Engaging citizens in co-creating healthier cities. The balance between culture and health in Norwegian wood-burning practices.
Household heating contribution to air pollution is also a concern in Norway, where wood-burning practices contribute to a large amount of small particles (PM2.5) in the air during winter months. Wood burning is crucial to Norwegian culture, but poor air quality is a major environmental and socio-economic concern that poses important risks on our health.
NILU, the Norwegian partner in VAPE, is involved also in the NordicPATH project, which has involved citizens and the municipality of Kristiansand in the touchy topic of reducing emissions from wood burning. We have citizen science activities were citizens are engaged in air quality monitoring in their yards using low-cost sensors. A total of 25 low-cost sensors monitoring PM2.5 have been distributed in key areas in Kristiansand. The citizens can see in real-time their own and their neighbours contribution to air pollution.
In winter, we could see a rise in pollution levels coinciding with starting the fireplaces.

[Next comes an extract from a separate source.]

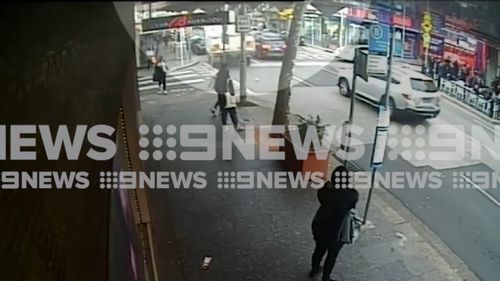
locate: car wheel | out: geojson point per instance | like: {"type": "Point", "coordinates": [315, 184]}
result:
{"type": "Point", "coordinates": [344, 87]}
{"type": "Point", "coordinates": [392, 106]}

We also get the insights from citizens using an online survey on wood-burning practices and sustainable household heating. All the data from the citizens was presented in an open webinar where we invited experts in health and air pollution, NGOs and the municipality together with citizens to start the discussion and start co-imagining solutions on how to reduce the PM2.5 levels during wintertime without banning wood burning.
The participants acknowledged the importance of wood-burning and agreed it has to be kept balanced between cultural habits and detrimental health effects. The next step is a co-creation workshop where representatives from the municipality, from the private sector, and other actors (e.g., wood stove producers, retailers of firewood, fire brigade, etc) will discuss how they can work together to reduce emissions from woodburning in Kristiansand.